Christmas religiosity wanes, study says

Jennifer Lee Preyss By Jennifer Lee Preyss

Dec. 22, 2017 at 4:42 p.m.
Updated Dec. 23, 2017 at 6 a.m.

First United Methodist Church of Cuero members participate in a live Nativity scene at Christmas at the Park.

First United Methodist Church of Cuero members participate in a live Nativity scene at Christmas at the Park.   Angela Piazza for The Victoria Advocate

Each year the Christmas season arrives with a glittery, gift-giving bang.

Homes, buildings and shopping malls illuminate with Nativity scenes and colors of red, green, white and blue. Passersby begin uttering nostalgic greetings: "Merry Christmas," "Happy Holidays" and "Pass me the eggnog."

Churches everywhere host dramatic retellings of the divine Christ's birth. Churches also prepare for an upswing of attendance that only occurs one other time of year - during Easter.

But as Christmas trees go on sale earlier every year and the Santa and reindeer blow-up lawn decorations grow taller and more digitized each season, is the religiosity of the holiday waning?

According to a recent Pew Study on Christmas in America, for the 9 out of 10 Americans and 95 percent of Christians who observe the holiday annually, only 46 percent are celebrating for a religious purpose. That number fell from 51 percent a year earlier.

"I think from the outside perspective, from a bird's-eye view, that may look true. From where I sit, however, you see people coming to church more than ever," said the Rev. Bobby Rivera, of Covenant Life Center in Victoria, mentioning people may have varying opinions about religion at different times throughout the year. "It's not a percentage that stays consistent. Whether they stray from their core beliefs during the year, I think most will come back to it at some point during Christmas."

Rivera would know about people coming to church. He's grown his church from a small handful gathering in a living room to more than 400 people in less than 10 years.

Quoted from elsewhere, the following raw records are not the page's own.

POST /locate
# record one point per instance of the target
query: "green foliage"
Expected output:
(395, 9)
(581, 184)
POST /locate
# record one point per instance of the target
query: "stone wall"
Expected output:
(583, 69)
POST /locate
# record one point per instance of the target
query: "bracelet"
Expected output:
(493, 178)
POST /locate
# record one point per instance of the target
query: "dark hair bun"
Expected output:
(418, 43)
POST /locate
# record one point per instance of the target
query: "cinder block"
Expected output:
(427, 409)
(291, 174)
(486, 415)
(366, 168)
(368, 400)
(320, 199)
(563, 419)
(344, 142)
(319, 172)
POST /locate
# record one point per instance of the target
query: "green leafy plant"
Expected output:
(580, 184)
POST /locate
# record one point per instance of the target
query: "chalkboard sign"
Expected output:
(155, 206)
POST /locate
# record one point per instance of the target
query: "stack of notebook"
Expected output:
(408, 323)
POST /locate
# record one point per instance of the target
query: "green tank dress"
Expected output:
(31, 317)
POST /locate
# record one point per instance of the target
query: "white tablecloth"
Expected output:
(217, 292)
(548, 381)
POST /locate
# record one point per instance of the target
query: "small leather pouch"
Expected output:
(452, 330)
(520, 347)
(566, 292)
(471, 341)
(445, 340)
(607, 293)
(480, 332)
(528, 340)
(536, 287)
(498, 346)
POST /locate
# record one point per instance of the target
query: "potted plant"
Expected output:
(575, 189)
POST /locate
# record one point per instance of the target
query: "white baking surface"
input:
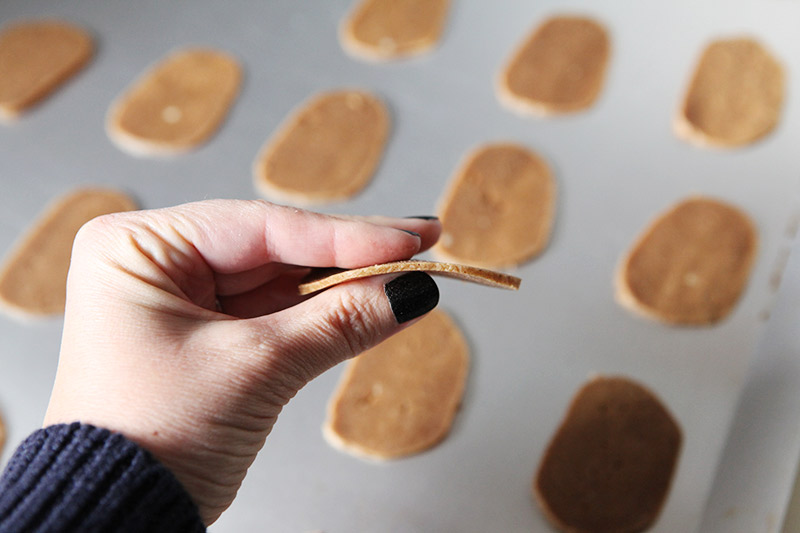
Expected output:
(758, 467)
(617, 165)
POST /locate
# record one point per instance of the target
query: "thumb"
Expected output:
(291, 347)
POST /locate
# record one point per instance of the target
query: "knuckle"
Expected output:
(354, 320)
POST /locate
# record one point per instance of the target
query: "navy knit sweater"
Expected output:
(81, 478)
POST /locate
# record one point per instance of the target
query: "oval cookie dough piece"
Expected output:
(499, 208)
(392, 29)
(691, 265)
(611, 462)
(176, 105)
(400, 397)
(559, 68)
(327, 151)
(735, 96)
(35, 58)
(33, 278)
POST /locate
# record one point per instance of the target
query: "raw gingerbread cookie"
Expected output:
(33, 277)
(735, 96)
(691, 265)
(327, 151)
(176, 105)
(327, 277)
(609, 466)
(559, 68)
(392, 29)
(400, 397)
(35, 58)
(499, 208)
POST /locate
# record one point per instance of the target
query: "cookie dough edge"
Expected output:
(139, 147)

He agrees studies like the one released by Pew are important to keep a pulse on the religious culture in America, but he doesn't get a sense that Christianity is waning overall.

The study also examines whether the use of "Merry Christmas" vs. "Happy Holidays" is preferable, noting 52 percent say it doesn't matter which one is used. Those who prefer "Merry Christmas" are currently at 32 percent, which fell 10 percentage points from last year's 42 percent. Republicans are much more likely than Democrats to use "Merry Christmas," according to the study.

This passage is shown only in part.